Invitation to discuss Luke 22.54-62

Then they seized him and led him away, bringing him into the High Priest’s house.

Peter followed at a distance; and when they had kindled a fire in the courtyard and sat down around it, Peter sat among them.

Then a maid, seeing him as he sat in the light, gazed at him and said, “This man also was with him.”

But he denied it, saying, “Woman, I do not know him.”

And a little later someone else saw him, and said, “You also are one of them.”

But Peter said, “Man, I am not.”

And after an interval of about an hour, still another insisted, saying, “Certainly this man also was among them, for he is a Galilean.”

But Peter said, “Man, I do not know what you are saying.”

And immediately, while he was still speaking, the cock crowed. And the Lord turned and looked at Peter.
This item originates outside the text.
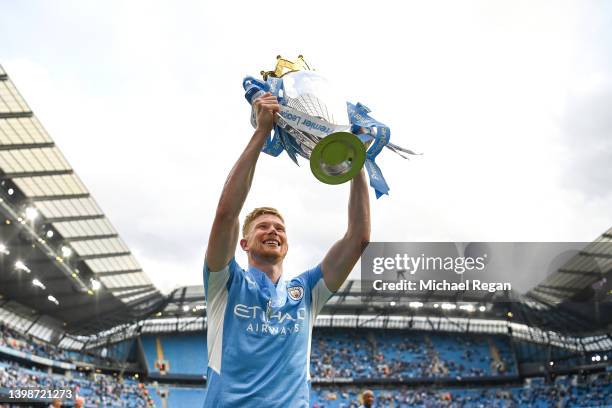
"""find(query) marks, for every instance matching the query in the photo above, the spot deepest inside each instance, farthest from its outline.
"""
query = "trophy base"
(337, 158)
And Peter remembered the word of the Lord, how he had said, “Before the cock crows today, you will deny me three times.” And he went out and wept bitterly.

4 responses

  1. … but if he would have admitted to be one of them, we might never have learned the lesson, and christianity might have died together with Jezus and Peter. Neither would Peter have learned the lesson – he was not very much in touch with himself.

    1. Well, it was pretty gutsy of Peter to be there at all.

      Someone else could have taken charge of the church; in fact Jesus’ brother James was recognized as head of the Jerusalem church, which was the movement’s world headquarters until they fled the Roman attack ~CE 70. So “died together with Jesus & Peter”? — I’d say no. If God wanted that message out there, it was going to happen.

      But for Peter to ‘learn the lesson’; there’s an interesting question: What lesson was that?

      That Peter’s ideal self-image, what he thought he should do and would do in the crunch, wasn’t at all like what he did? That’s an important lesson for anybody — and it fits nicely into Jesus’ teaching about not judging… But also, what Peter did was what God wanted here, whereas ideal behavior wouldn’t have taught us ‘the lesson’.

      Which is to say, that God doesn’t want ‘ideal’ behavior, but ‘our’ behavior. (It doesn’t necessarily need to be as bad as it sometimes gets…)

      Another lesson was nudging at me, & now I’m needing to fish for it: Peter starts off thinking that what will be asked of him will be courageous violence. He tries that, and Jesus tells him, no. Now he’s employing cunning… again, courageously so. & realizes that this isn’t what he’s supposed to be doing either. He’s supposed to be telling the truth even if it kills him; and he isn’t ready for that. Probably he’s not even called to do that, not this night– but Church legend has it that this is the way he does, eventually, meet his death.

  2. I seem to be more or less on the same wavelength. Thought about James too, when i wrote my first comment, but not knowing you enough, just kept my mouth shut about it.

    “Which is to say, that God doesn’t want ‘ideal’ behavior, but ‘our’ behavior. (It doesn’t necessarily need to be as bad as it sometimes gets…)” this is also something i have thought of repeatedly. He wants us to experience Universe and Force(s) our way.
    Universe and Force being the world of experience. The other side of God, the emptiness, also needs being experienced, our way, and not the way of any lama or Sadhu, ..or meister Eckhart,

    The last paragraph of your comment is interesting to say the least. And in consequence, Why did Jezus surround himself with these macho heroes as well as prostitutes, tax bailiffs and so on? Because these people didn’t wear a mask most of the time and would accept truth faster than those having to unlearn there ‘good’ behaviour?

    Great talking to you. The bible doesn’t have to be oldfashioned or fundamentalist. This way leads to progress.

  3. Good having you around, too! “It’s always a pleasure to meet a live one!” as another friend put it.

    Did Jesus ‘surround himself with’ anybody? — or simply accept those who insisted? (Judas, for example?)

    Something in what you say, about people who aren’t too self-identified as ‘the Good people!’